Menurut Dewi, menanam sayur-mayur itu adalah salah satu kegiatan sekolah di luar ruang untuk melatih kemandirian dan menumbuhkan potensi anak didik PKBM Hidayah untuk melakukan kegiatan layaknya anak-anak normal. Selain berkebun, siswa juga mengikuti kegiatan luar ruang lainnya seperti olahraga, membersihkan halaman, dan bersih sampah di sepanjang sungai Citarum, setiap satu minggu sekali. Melalui kegiatan tersebut, mereka dapat melatih kemandirian dan belajar mengendalikan emosi.
Baca Juga:
Yulianti (36 tahun), pendiri sekolah itu mengungkapkan awalnya sekolah itu dibangun untuk membesarkan anaknya yang juga berkebutuhan khusus. Ia ingin membuktikan sekaligus memberikan contoh kepada semua orang, kunci mendidik anak berkebutuhan khusus adalah ketelatenan, sabar, dan ikhlas.
“Saya membangun sekolah ini karena saya yakin bahwa anak saya bisa dan mau belajar dan pastinya anak-anak lain juga bisa. Dengan sekolah ini, kita dapat mengembangkan potensi anak-anak dan memotivasi orang tuanya agar bisa mendukung anaknya untuk terus tumbuh dan berkembang,” ujarnya.
Menurut para ahli, ABK memang memiliki keunikan yang berbeda dengan anak pada umumnya. Beberapa cirinya, anak-anak dengan kondisi kebutuhan khusus memiliki kontak mata yang tidak fokus dan tidak nyaman jika harus memandang sesuatu dalam waktu lama. Mereka juga tidak suka bersosialisasi dengan orang-orang di sekitarnya bahkan dengan orang tuanya sendiri. Pada tingkat emosional, mereka lebih mudah marah dan merasa kesepian, depresi, dan berbeda dengan teman-temannya. Mereka juga mengalami kesulitan berkomunikasi karena tumbuh kembang anak yang mengalami keterlambatan.
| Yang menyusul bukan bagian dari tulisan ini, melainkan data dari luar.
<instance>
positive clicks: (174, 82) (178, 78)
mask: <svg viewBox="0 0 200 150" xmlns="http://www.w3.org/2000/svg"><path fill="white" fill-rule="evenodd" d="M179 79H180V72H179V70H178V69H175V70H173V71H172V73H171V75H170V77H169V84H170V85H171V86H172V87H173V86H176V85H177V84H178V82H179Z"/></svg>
Karena kondisi itulah mereka dinilai tidak mampu hidup sendiri tanpa bantuan orang lain.
Yulianti menepis mimpi buruk yang menghantui masa depan anak sulungnya. Dengan tekad kuat ia meyakinkan orang tua dari ABK di daerahnya untuk bangkit dan membangun kemandirian bagi putra putri mereka.
Semangat Yulianti semakin kuat untuk mengembangkan Sekolah PKBM Hidayah, bukan hanya karena melihat perkembangan dari anak-anak peserta didik, tetapi juga adanya dukungan dari Pertamina. Melalui Sekolah Dreamable, program Corporate Social Responsibility (CSR)Pertamina Marketing Operation Region (MOR) III, Yulianti kini dapat mendidik 34 ABK.
Vice President Corporate Communication Pertamina, Fajriyah Usman, mengatakan Sekolah Dreamable ini merupakan program Pertamina untuk turut serta dalam pengembangan pendidikan yang berkelanjutan bagi anak-anak berkebutuhan khusus di wilayah operasi perusahaan.
“Program ini diinisiasi sejak 2018, Pertamina berharap anak-anak berkebutuhan khusus mewujudkan mimpi indahnya di masa depan. Kebetulan sekolah ini masuk dalam ring 1 wilayah operasional Pertamina,” ungkapnya.
Sebagian besar anak-anak berkebutuhan khusus ini berasal dari lingkungan keluarga dengan kondisi ekonomi menengah ke bawah. Keterbatasan ini yang menyebabkan banyak orang tua enggan menyekolahkan anaknya ataupun mengantar anaknya ke sekolah. Yulianti bersama sejumlah relawan tidak patah arang. Setiap hari ia menjemput anak-anak itu dan bahkan mengunjungi ke rumahnya untuk mengajar mereka. Dengan cara ini, tidak ada lagi hambatan untuk para orang tua di Bojongsoang untuk tidak bisa mengikutsertakan anaknya bersekolah.
Yulianti mengaku, adanya bantuan dari Pertamina untuk menambah fasilitas pendidikan dan fasilitas kebutuhan lainnya ini sangat membantu dan berpengaruh untuk tumbuh kembang anak-anak ini.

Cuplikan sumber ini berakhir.